Trying A Larger Image
After demonstrating our ability to encode a small (30×30 pixel) orange dot into a binary NMSG file, let’s try a more ambitious image. For this test, let’s try encapsulating Georges Seurat’s “Seascape at Port-en-Bessin, Normandy” (1888), a pointilist image provided courtesy of the National Gallery of Art, Washington DC:
The metadata we assembled for that image looks like:
$ cat mymetadata2.txt
{
"filename":"seascape_at_port-en-bessin,_normandy_1972.9.21.jpg",
"dimensions":"4096x3298",
"size":"7270790",
"md5sum":"54e30f397e7f7e24a35bc0f4d06f6b41",
"sha256sum":"5d8015a89d23dfe2715cb0ac0f242d3769a8c31b4a69fcb721cec333afbc98d1",
"datetime":"2022-10-19T20:43:42-07:00",
"uri":"https://www.nga.gov/collection/art-object-page.53139.html",
"image":"
$ base64 -w 0 < seascape_at_port-en-bessin,_normandy_1972.9.21.jpg > image2.base64
$ paste -s -d'\0' mymetadata2.txt image2.base64 wrapup.txt | base64 -w 0 > mypayload2.base64
$ cat n-hd.txt mypayload2.base64 n-tr.txt | tr -d '\n' | jq -c | nmsgtool -z -j - -w mysample2.nmsg
The resulting mysample2.nmsg file is only ~1% larger (at 7,339,262 octets) than the original image file — minimal overhead involved in using NMSG format!
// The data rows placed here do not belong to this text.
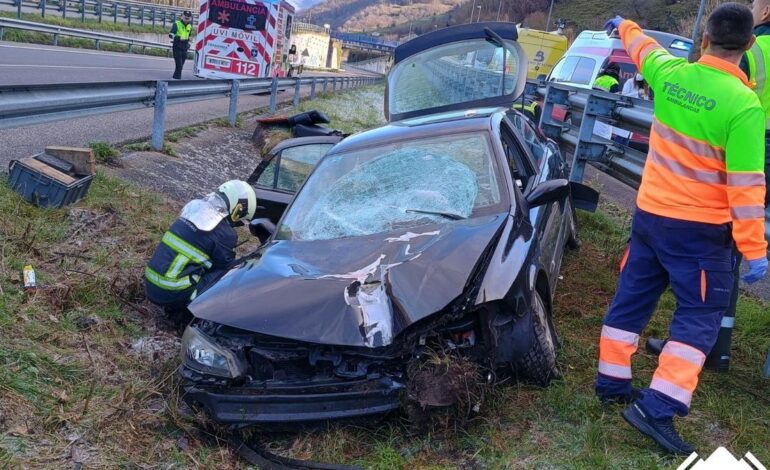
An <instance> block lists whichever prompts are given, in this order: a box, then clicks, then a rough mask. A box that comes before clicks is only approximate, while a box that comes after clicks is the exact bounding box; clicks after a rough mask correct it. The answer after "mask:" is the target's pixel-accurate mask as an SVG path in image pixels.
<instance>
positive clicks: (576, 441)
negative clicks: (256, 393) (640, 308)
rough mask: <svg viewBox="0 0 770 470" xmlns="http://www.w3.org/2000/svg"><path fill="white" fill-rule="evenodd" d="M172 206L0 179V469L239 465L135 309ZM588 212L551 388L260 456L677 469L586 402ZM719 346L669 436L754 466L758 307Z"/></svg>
mask: <svg viewBox="0 0 770 470" xmlns="http://www.w3.org/2000/svg"><path fill="white" fill-rule="evenodd" d="M351 93H365V90H355V91H352V92H351ZM367 96H369V95H366V94H364V95H362V96H359V97H358V99H362V98H366V97H367ZM380 96H381V95H380ZM369 99H370V100H371V99H372V97H369ZM327 100H328V101H327ZM346 100H347V101H350V99H349V95H348V94H347V93H345V94H340V95H336V96H330V97H325V98H323V99H322V100H319V101H315V102H310V103H307V104H306V105H303V106H307V108H305V109H309V108H311V107H312V108H317V109H321V110H323V111H326V112H329V113H330V114H331V116H330V117H332V118H333V122H332V124H331V125H332V126H333V127H338V128H342V129H343V130H347V131H352V130H356V129H358V128H360V126H370V125H372V122H375V123H376V122H377V121H371V120H369V118H365V116H368V113H367V112H366V111H363V110H362V109H361V108H364V107H363V106H361V105H357V104H355V102H354V103H352V104H350V105H345V104H344V103H345V101H346ZM370 102H371V101H370ZM359 119H360V120H361V121H358V120H359ZM181 158H184V156H183V155H182V156H181ZM177 210H178V206H176V205H173V204H170V203H167V202H165V201H164V200H163V198H162V197H160V196H158V195H157V194H152V193H149V192H147V191H144V190H142V189H139V188H137V187H135V186H132V185H129V184H126V183H124V182H121V181H119V180H116V179H113V178H110V177H107V176H105V175H104V174H102V173H100V174H98V175H97V177H96V178H95V180H94V182H93V186H92V188H91V191H90V193H89V195H88V197H87V198H86V199H85V200H83V201H81V202H80V203H78V204H77V205H76V206H74V207H70V208H64V209H56V210H43V209H38V208H34V207H32V206H30V205H28V204H26V203H24V202H22V201H21V200H20V199H19V198H18V196H17V195H15V194H14V193H12V192H11V191H10V190H9V189H8V188H7V186H6V185H5V184H4V182H3V184H0V288H1V289H0V467H2V466H3V465H6V466H8V467H11V468H18V467H21V466H29V467H34V468H63V467H71V466H72V465H73V464H74V463H77V462H82V463H83V465H84V466H85V467H86V468H117V467H120V468H126V467H159V468H167V467H169V466H172V467H173V466H176V467H182V468H191V467H196V468H235V467H245V465H243V463H242V462H239V461H238V460H237V459H236V458H235V457H233V455H232V453H231V451H230V450H229V449H228V448H227V447H225V446H224V445H223V446H221V447H220V446H218V445H216V441H215V438H213V437H212V436H210V435H209V434H206V433H204V432H202V431H199V430H198V429H197V427H196V425H195V419H194V417H193V416H191V415H190V413H189V411H188V410H186V409H185V408H184V407H183V406H181V404H180V401H179V399H178V398H177V395H176V379H175V377H176V376H175V368H176V367H177V364H178V359H177V357H176V354H177V351H178V343H177V342H176V339H175V336H174V333H175V332H174V331H172V329H171V327H170V326H168V325H165V324H164V323H163V322H162V321H160V320H159V318H160V315H159V312H158V311H157V310H155V309H153V308H152V307H151V306H150V305H149V304H147V303H146V302H145V301H144V300H143V287H142V286H143V284H142V281H141V274H142V269H143V266H144V263H145V262H146V260H147V258H148V256H149V255H150V253H151V252H152V250H153V249H154V247H155V245H156V243H157V242H158V240H159V238H160V236H161V234H162V233H163V231H164V230H165V229H166V228H167V227H168V224H169V223H170V222H171V220H172V219H173V217H174V216H175V214H176V212H177ZM602 211H603V212H602V213H599V214H594V215H588V214H582V213H581V215H580V227H581V234H582V238H583V240H584V244H583V247H582V248H581V250H580V251H579V252H574V253H570V254H569V255H568V256H567V258H566V260H565V263H564V266H563V270H562V273H563V276H564V279H563V280H562V281H560V283H559V286H558V289H557V293H556V305H555V315H554V316H555V322H556V327H557V330H558V332H559V333H560V336H561V339H562V343H563V346H562V348H561V350H560V355H559V361H560V364H561V366H562V368H563V370H564V376H565V378H564V379H563V380H561V381H558V382H556V383H554V384H553V385H552V386H550V387H548V388H546V389H540V388H536V387H532V386H529V385H526V384H509V385H504V386H501V387H498V388H497V389H496V390H495V392H494V393H493V394H492V396H491V399H490V400H489V401H488V402H487V403H486V404H485V406H484V407H483V408H482V411H481V414H480V416H479V417H478V418H476V419H475V420H474V421H473V422H472V423H471V424H470V425H469V426H468V427H467V428H466V429H464V430H461V431H458V432H455V433H452V434H448V435H443V436H442V435H413V434H411V433H410V431H409V427H408V426H406V425H405V423H404V421H403V419H402V418H401V417H400V416H392V417H390V418H388V419H386V420H384V421H383V422H381V423H379V424H377V425H372V426H331V427H330V428H329V429H328V430H325V431H316V432H303V433H295V434H290V435H280V436H276V437H275V439H273V444H272V447H273V448H274V449H276V450H280V451H281V452H283V453H285V454H288V455H293V456H296V457H301V458H313V459H316V460H322V461H331V462H346V463H358V464H361V465H363V466H365V467H367V468H378V469H392V468H473V467H481V468H542V467H550V468H586V469H588V468H591V469H593V468H658V467H675V466H676V465H678V464H679V463H680V462H681V461H682V460H683V459H677V458H671V457H668V456H666V455H664V454H662V453H661V452H660V451H659V450H658V449H657V448H656V447H655V446H654V445H653V444H652V443H651V442H649V441H647V440H646V439H643V438H641V437H640V436H639V435H638V434H637V433H636V432H635V431H633V430H632V429H631V428H629V427H628V425H626V424H625V423H624V422H623V421H622V419H621V418H620V416H619V412H620V410H621V408H619V407H616V408H612V409H609V410H603V409H602V408H601V407H600V406H599V404H598V402H597V401H596V400H595V399H594V398H593V392H592V383H593V378H594V374H595V368H596V356H597V350H596V347H597V337H598V333H599V329H600V325H601V319H602V316H603V314H604V312H605V310H606V307H607V304H608V303H609V301H610V299H611V298H612V295H613V293H614V290H615V282H616V273H617V265H618V260H619V258H620V254H621V252H622V249H623V246H624V243H625V238H626V234H627V226H628V218H627V215H626V214H623V213H622V212H620V211H618V210H616V209H615V208H613V207H609V206H605V207H603V208H602ZM28 263H29V264H32V265H33V266H34V267H35V268H36V272H37V275H38V283H39V285H40V286H41V287H40V288H39V289H38V292H37V293H36V294H34V295H29V294H27V293H25V292H24V290H23V288H22V285H21V270H22V267H23V265H25V264H28ZM673 307H674V301H673V298H672V297H671V295H670V294H667V295H666V296H664V298H663V300H662V301H661V303H660V305H659V309H658V310H659V311H658V312H657V314H656V316H655V320H654V321H653V323H652V324H651V325H650V327H649V328H648V329H647V331H646V332H645V334H658V335H665V331H666V324H667V321H668V318H669V317H670V312H671V310H672V309H673ZM734 346H735V348H734V351H733V363H732V368H731V371H730V373H729V374H727V375H721V374H715V373H712V372H709V371H706V372H704V373H703V375H702V383H701V385H700V386H699V388H698V391H697V392H696V395H695V399H694V403H693V409H692V413H691V414H690V416H689V417H687V418H685V419H681V420H679V421H678V422H679V426H680V429H682V432H683V434H684V435H685V437H686V438H688V439H690V440H691V441H693V442H694V443H695V444H697V446H698V449H699V451H700V452H701V455H704V456H705V455H707V454H709V453H710V452H712V451H713V450H714V449H715V448H716V447H717V446H726V447H727V448H728V449H729V450H730V451H732V452H733V453H734V454H735V455H743V454H744V453H745V452H746V451H751V452H752V453H753V454H754V455H755V456H756V457H757V458H758V459H759V460H760V461H762V462H764V463H767V462H770V449H768V446H767V443H768V442H770V406H768V405H770V381H768V380H763V379H761V378H760V376H759V368H760V366H761V363H762V362H763V360H764V358H765V354H766V352H767V349H768V347H770V311H768V307H767V306H766V305H762V304H761V303H759V302H758V301H756V300H754V299H751V298H747V297H744V298H742V300H741V303H740V307H739V313H738V318H737V322H736V333H735V338H734ZM654 367H655V361H654V360H653V358H651V357H650V356H649V355H647V354H645V353H644V352H641V353H640V354H639V355H638V356H637V357H636V358H635V360H634V371H635V373H636V382H637V385H639V386H644V385H646V383H647V382H648V381H649V379H650V377H651V375H652V372H653V370H654Z"/></svg>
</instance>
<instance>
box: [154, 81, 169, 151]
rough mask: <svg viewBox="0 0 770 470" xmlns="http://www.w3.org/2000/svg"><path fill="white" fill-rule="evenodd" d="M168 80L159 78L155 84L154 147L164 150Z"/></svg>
mask: <svg viewBox="0 0 770 470" xmlns="http://www.w3.org/2000/svg"><path fill="white" fill-rule="evenodd" d="M167 95H168V82H164V81H162V80H158V81H157V82H156V84H155V102H154V103H153V105H154V106H155V112H154V115H153V119H152V149H153V150H155V151H158V152H160V151H161V150H163V133H164V131H165V128H166V96H167Z"/></svg>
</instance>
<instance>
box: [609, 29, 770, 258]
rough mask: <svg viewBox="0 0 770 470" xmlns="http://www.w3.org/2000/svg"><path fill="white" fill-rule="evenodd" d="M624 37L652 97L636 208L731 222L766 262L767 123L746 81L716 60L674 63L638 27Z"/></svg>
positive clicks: (740, 74) (709, 59)
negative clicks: (652, 97) (765, 258)
mask: <svg viewBox="0 0 770 470" xmlns="http://www.w3.org/2000/svg"><path fill="white" fill-rule="evenodd" d="M619 31H620V36H621V39H622V40H623V45H624V46H625V48H626V50H627V51H628V54H629V56H631V59H632V60H633V61H634V63H635V64H636V66H637V67H638V68H639V70H640V71H641V73H642V74H643V75H644V78H645V79H646V80H647V83H649V85H650V88H651V89H652V90H653V91H654V93H655V101H654V103H653V105H654V110H655V116H654V122H653V126H652V129H651V132H650V150H649V154H648V156H647V162H646V163H645V166H644V173H643V175H642V184H641V186H640V187H639V194H638V196H637V205H638V206H639V207H640V208H641V209H643V210H645V211H647V212H651V213H653V214H657V215H661V216H664V217H671V218H675V219H680V220H689V221H694V222H704V223H711V224H722V223H726V222H732V223H733V238H734V239H735V242H736V244H737V245H738V249H739V250H740V251H741V253H743V255H744V256H745V257H746V258H747V259H757V258H761V257H764V256H766V254H767V242H766V241H765V228H764V222H765V220H764V199H765V178H764V172H763V166H764V157H765V149H764V136H765V119H764V111H763V109H762V107H761V105H760V103H759V100H758V99H757V96H756V94H754V92H753V91H752V90H751V89H750V88H749V87H748V85H749V83H748V81H747V79H746V76H745V74H744V73H743V72H741V70H740V69H739V68H738V67H737V66H736V65H735V64H731V63H729V62H726V61H724V60H722V59H719V58H717V57H714V56H712V55H704V56H703V57H702V58H701V59H700V60H699V61H698V62H697V63H695V64H690V63H688V62H687V60H686V59H683V58H678V57H674V56H673V55H671V54H669V53H668V52H667V51H666V50H665V49H664V48H662V47H661V46H660V45H659V44H658V43H657V42H655V40H654V39H652V38H650V37H648V36H646V35H644V33H642V30H641V29H640V28H639V26H638V25H637V24H636V23H634V22H633V21H628V20H626V21H624V22H623V23H621V25H620V28H619Z"/></svg>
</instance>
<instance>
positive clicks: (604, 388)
mask: <svg viewBox="0 0 770 470" xmlns="http://www.w3.org/2000/svg"><path fill="white" fill-rule="evenodd" d="M752 25H753V21H752V15H751V11H750V10H749V9H748V8H747V7H745V6H743V5H739V4H737V3H725V4H723V5H721V6H719V7H718V8H717V9H716V10H714V12H713V13H712V14H711V16H710V17H709V19H708V23H707V26H706V31H705V33H704V35H703V40H702V47H703V49H704V50H703V55H702V57H701V59H700V60H699V61H698V62H697V63H694V64H690V63H688V62H687V60H686V59H683V58H677V57H674V56H673V55H671V54H669V53H668V52H667V51H666V49H664V48H663V47H661V46H660V45H659V44H658V43H657V42H655V40H653V39H652V38H650V37H648V36H646V35H645V34H644V33H643V32H642V30H641V29H640V28H639V26H638V25H637V24H636V23H634V22H632V21H627V20H623V19H622V18H620V17H617V18H615V19H613V20H610V21H608V22H607V25H606V27H607V29H608V31H612V30H614V29H617V30H618V31H619V33H620V37H621V40H622V41H623V45H624V47H625V48H626V50H627V52H628V54H629V56H630V57H631V59H632V60H633V61H634V63H635V64H636V66H637V67H638V68H639V70H640V71H641V73H642V74H643V75H644V77H645V79H646V80H647V82H648V83H649V85H650V88H651V89H652V90H653V92H654V93H655V97H656V99H655V101H654V119H653V125H652V129H651V133H650V150H649V153H648V156H647V161H646V163H645V167H644V173H643V175H642V183H641V186H640V188H639V194H638V196H637V206H638V208H637V211H636V213H635V214H634V220H633V224H632V229H631V241H630V243H629V246H628V248H627V251H626V254H625V255H624V258H623V262H622V267H621V274H620V280H619V282H618V288H617V292H616V294H615V298H614V299H613V301H612V304H611V306H610V309H609V311H608V312H607V315H606V317H605V319H604V326H603V327H602V331H601V337H600V341H599V367H598V374H597V379H596V393H597V395H598V396H599V398H600V399H601V400H602V401H603V402H604V403H609V402H626V403H629V402H630V406H629V407H628V408H626V409H625V410H624V411H623V417H624V418H625V419H626V421H628V422H629V424H631V425H632V426H634V427H635V428H636V429H637V430H639V431H640V432H642V433H643V434H645V435H647V436H649V437H651V438H652V439H654V440H655V441H656V442H657V443H658V444H659V445H661V446H662V447H663V448H665V449H666V450H668V451H670V452H673V453H677V454H685V455H689V454H690V453H691V452H693V450H694V449H693V447H692V446H691V445H690V444H688V443H687V442H685V441H684V440H683V439H682V438H681V436H680V435H679V433H678V432H677V431H676V428H675V427H674V424H673V417H674V415H676V414H679V415H681V416H684V415H686V414H687V412H688V410H689V407H690V402H691V400H692V395H693V392H694V391H695V388H696V386H697V383H698V376H699V374H700V372H701V369H702V367H703V363H704V361H705V359H706V355H707V354H708V353H709V351H710V350H711V348H712V346H713V345H714V342H715V341H716V337H717V333H718V331H719V325H720V322H721V319H722V316H723V315H724V313H725V310H726V309H727V307H728V305H729V302H730V294H731V292H732V286H733V271H732V269H733V265H734V262H735V261H734V257H733V255H732V252H733V251H732V246H733V243H735V245H737V247H738V250H739V251H740V252H741V253H742V254H743V256H744V257H745V258H746V259H747V260H748V264H749V273H748V274H747V275H746V276H745V277H744V280H747V281H756V280H758V279H760V278H762V277H763V276H764V275H765V274H766V273H767V242H766V241H765V236H764V232H765V230H764V199H765V177H764V172H763V166H764V134H765V119H764V111H763V109H762V107H761V105H760V103H759V100H758V98H757V96H756V94H755V93H754V92H753V91H752V90H751V89H750V88H749V87H748V80H747V78H746V74H744V73H743V72H742V71H741V70H740V69H739V68H738V63H739V62H740V60H741V57H742V56H743V53H744V52H745V51H747V50H748V49H749V48H751V46H752V45H753V44H754V36H753V34H752ZM669 284H670V285H671V287H672V290H673V293H674V296H675V297H676V301H677V308H676V310H675V311H674V315H673V318H672V320H671V326H670V331H669V335H670V340H669V341H668V342H667V343H666V345H665V347H664V348H663V351H662V352H661V354H660V358H659V362H658V368H657V370H656V371H655V374H654V376H653V378H652V382H651V384H650V386H649V387H648V388H645V389H643V390H641V391H639V392H638V394H636V396H634V393H633V392H634V391H633V389H632V387H631V356H632V355H633V354H634V353H635V352H636V350H637V346H638V342H639V335H640V333H641V332H642V330H643V329H644V327H645V326H646V325H647V323H648V322H649V320H650V317H651V315H652V313H653V311H654V310H655V307H656V305H657V302H658V299H659V298H660V296H661V294H662V293H663V291H664V290H665V289H666V287H667V286H668V285H669Z"/></svg>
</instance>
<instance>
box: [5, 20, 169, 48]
mask: <svg viewBox="0 0 770 470" xmlns="http://www.w3.org/2000/svg"><path fill="white" fill-rule="evenodd" d="M0 16H4V17H8V18H16V13H14V12H7V11H3V12H0ZM22 19H23V20H26V21H35V22H38V23H47V24H53V25H58V26H64V27H67V28H76V29H87V30H92V31H99V32H134V33H161V34H163V33H168V30H169V29H170V28H171V26H170V25H169V26H168V27H166V28H164V27H162V26H155V27H153V26H139V25H137V26H134V25H131V26H128V24H125V23H115V24H113V23H111V22H107V21H108V19H107V18H106V17H105V20H104V22H102V23H99V22H98V21H96V20H86V22H85V23H83V22H81V21H80V20H73V19H69V18H59V17H56V16H46V17H45V18H43V17H42V16H40V15H37V14H31V13H24V14H23V15H22ZM109 21H111V18H110V19H109ZM3 40H4V41H12V42H24V43H30V44H53V35H51V34H47V33H36V32H32V31H23V30H20V29H11V28H6V30H5V31H4V33H3ZM58 45H59V46H62V47H74V48H78V49H96V41H93V40H91V39H82V38H75V37H67V36H60V37H59V41H58ZM99 49H100V50H103V51H110V52H129V50H128V45H126V44H116V43H110V42H106V41H101V42H100V44H99ZM131 53H133V54H141V53H142V48H141V47H140V46H136V47H133V48H132V49H131ZM144 54H145V55H151V56H158V57H166V56H167V55H168V54H169V53H168V51H166V50H165V49H156V48H146V49H145V51H144Z"/></svg>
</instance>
We’ll confirm that we can re-extract the original image from our NMSG file:
$ nmsgtool -r mysample2.nmsg -J test-output-2.jsonl
$ jq -r '.message.payload' test-output-2.jsonl > test-payload-2.base64
$ base64 -w 0 -d test-payload-2.base64 | tr -d '\n' > test-payload-2.jsonl
$ jq -r '.filename' < test-payload-2.jsonl
seascape_at_port-en-bessin,_normandy_1972.9.21.jpg
$ jq -r '.image' < test-payload-2.jsonl | base64 -d > check-output-2.jpg
$ sha256sum check-output-2.jpg | awk '{print $1}'
5d8015a89d23dfe2715cb0ac0f242d3769a8c31b4a69fcb721cec333afbc98d1
As we’d hoped, the larger file worked just as our smaller test did – check-output-2.jpg is exactly the same as our original image.
Demonstrating Actual Transmission and Reception of the NMSG File
There’s one final step we should go through, and that’s demonstrating actual transmission and reception of the NMSG file.
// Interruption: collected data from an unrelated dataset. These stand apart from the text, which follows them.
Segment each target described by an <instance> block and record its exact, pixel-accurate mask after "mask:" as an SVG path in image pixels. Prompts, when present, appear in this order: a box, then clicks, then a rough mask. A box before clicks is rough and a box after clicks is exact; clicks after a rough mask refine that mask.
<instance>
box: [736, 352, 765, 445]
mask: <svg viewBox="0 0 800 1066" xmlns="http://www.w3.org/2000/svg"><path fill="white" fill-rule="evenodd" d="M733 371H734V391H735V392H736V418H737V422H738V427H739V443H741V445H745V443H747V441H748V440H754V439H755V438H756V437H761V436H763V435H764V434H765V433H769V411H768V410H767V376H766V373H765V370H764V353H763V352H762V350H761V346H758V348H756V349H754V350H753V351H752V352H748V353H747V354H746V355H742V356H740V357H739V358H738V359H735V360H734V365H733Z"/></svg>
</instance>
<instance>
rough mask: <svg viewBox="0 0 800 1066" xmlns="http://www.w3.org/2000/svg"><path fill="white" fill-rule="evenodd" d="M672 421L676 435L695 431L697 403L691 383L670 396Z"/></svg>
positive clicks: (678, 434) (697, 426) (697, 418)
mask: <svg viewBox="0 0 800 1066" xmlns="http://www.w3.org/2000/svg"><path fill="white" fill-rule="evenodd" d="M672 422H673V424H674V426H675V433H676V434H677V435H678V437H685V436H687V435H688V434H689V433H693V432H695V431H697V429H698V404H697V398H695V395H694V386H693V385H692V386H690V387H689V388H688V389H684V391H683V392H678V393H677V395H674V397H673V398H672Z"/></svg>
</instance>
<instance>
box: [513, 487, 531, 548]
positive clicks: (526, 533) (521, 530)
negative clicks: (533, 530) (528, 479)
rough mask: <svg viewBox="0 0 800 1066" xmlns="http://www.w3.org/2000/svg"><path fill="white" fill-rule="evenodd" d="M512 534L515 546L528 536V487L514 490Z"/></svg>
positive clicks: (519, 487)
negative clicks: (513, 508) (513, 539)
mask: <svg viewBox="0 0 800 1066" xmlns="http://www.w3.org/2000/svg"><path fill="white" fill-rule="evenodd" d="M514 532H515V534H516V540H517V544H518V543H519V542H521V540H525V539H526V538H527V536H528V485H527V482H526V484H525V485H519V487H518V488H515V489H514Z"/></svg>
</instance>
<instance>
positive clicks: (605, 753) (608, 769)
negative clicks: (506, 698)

We’ll do so over a UDP loopback connection to an arbitrarily-selected loopback address and port (127.50.0.1/7777).
In one window, we’ll create a receiving nmsgtool process:
$ nmsgtool -l 127.50.0.1/7777 -w received2.nmsg -z --unbuffered
In a 2nd window on the same system, we’ll create a sending nmsgtool process, setting the MTU to 1280 bytes to avoid any MTU issues:
$ nmsgtool -r mysample2.nmsg -s 127.50.0.1/7777 -m 1280 --unbuffered
The file transfers virtually instantaneously (as we’d expect).
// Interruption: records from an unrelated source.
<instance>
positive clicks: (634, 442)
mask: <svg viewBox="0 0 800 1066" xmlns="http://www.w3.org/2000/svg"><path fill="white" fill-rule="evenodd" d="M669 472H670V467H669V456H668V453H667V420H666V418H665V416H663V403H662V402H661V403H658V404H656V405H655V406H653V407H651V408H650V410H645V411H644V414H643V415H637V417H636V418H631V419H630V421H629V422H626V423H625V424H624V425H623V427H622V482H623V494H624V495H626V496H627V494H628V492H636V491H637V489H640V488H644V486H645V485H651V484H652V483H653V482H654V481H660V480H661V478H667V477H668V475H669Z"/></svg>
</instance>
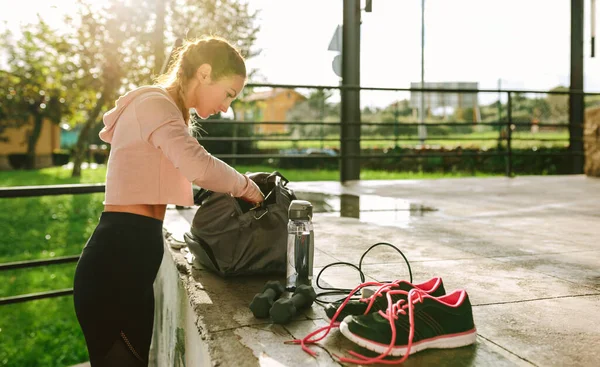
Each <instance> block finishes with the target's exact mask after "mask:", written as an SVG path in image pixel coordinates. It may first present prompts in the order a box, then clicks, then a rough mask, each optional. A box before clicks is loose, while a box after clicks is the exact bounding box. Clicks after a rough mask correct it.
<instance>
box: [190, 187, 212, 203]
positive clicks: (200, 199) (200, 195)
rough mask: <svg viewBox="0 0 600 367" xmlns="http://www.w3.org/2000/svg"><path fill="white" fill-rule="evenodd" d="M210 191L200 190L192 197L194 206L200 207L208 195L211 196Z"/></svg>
mask: <svg viewBox="0 0 600 367" xmlns="http://www.w3.org/2000/svg"><path fill="white" fill-rule="evenodd" d="M212 193H213V192H212V191H210V190H206V189H203V188H200V190H198V192H197V193H196V195H194V204H196V205H202V203H203V202H204V200H206V199H208V197H209V196H210V195H212Z"/></svg>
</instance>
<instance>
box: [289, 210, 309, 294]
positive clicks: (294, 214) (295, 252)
mask: <svg viewBox="0 0 600 367" xmlns="http://www.w3.org/2000/svg"><path fill="white" fill-rule="evenodd" d="M312 209H313V207H312V204H311V203H310V202H308V201H306V200H293V201H292V202H291V204H290V208H289V210H288V217H289V222H288V243H287V271H286V277H287V287H288V288H293V287H296V286H299V285H301V284H306V285H312V276H313V258H314V253H315V238H314V237H315V235H314V231H313V225H312V215H313V213H312Z"/></svg>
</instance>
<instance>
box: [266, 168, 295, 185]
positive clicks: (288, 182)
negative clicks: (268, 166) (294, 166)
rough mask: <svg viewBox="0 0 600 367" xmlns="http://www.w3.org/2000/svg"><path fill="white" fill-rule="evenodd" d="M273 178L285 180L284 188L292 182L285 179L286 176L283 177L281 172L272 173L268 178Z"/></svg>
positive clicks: (282, 184) (283, 175)
mask: <svg viewBox="0 0 600 367" xmlns="http://www.w3.org/2000/svg"><path fill="white" fill-rule="evenodd" d="M271 177H280V178H281V179H282V180H283V183H282V185H283V186H285V185H287V184H288V183H289V182H290V180H288V179H287V178H285V176H284V175H282V174H281V173H280V172H279V171H273V173H271V174H270V175H269V176H267V180H268V179H270V178H271Z"/></svg>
After closing the receiving process by hitting CTRL-C in the receiving window, we see:
$ ls -l mysample2.nmsg received2.nmsg | awk '{print $9 " " $5}'
mysample2.nmsg 7339262
received2.nmsg 7339262
Excellent! As a rough first check, the file’s at least the same size!
Now let’s extract the payload and verify that the payload checksums agree:
$ nmsgtool -r mysample2.nmsg -J mysample2.json
$ jq -r '.message.payload' mysample2.json > mysample2.payload
$ nmsgtool -r received2.nmsg -J received2.json
$ jq -r '.message.payload' received2.json > received2.payload
$ ls -l mysample2.payload received2.payload | awk '{print $9 " " $5}'
mysample2.payload 12926317
received2.payload 12926317
$ sha256sum mysample2.payload received2.payload
e0e81b9851c3dc502f67a8fabcc45870de932ca8fa38fc759b21f3b3700155a8 mysample2.payload
e0e81b9851c3dc502f67a8fabcc45870de932ca8fa38fc759b21f3b3700155a8 received2.payload
Bingo! Everything looks like it transferred just great, even with a small MTU.
Conclusion
You’ve now learned how you can encapsulate arbitrary content (and associated metadata) in NMSG-format binary files. This demonstrates that arbitrary content – even large image files – can be NMSG encoded and then successfully transferred, even if small MTUs require fragmentation of a large object.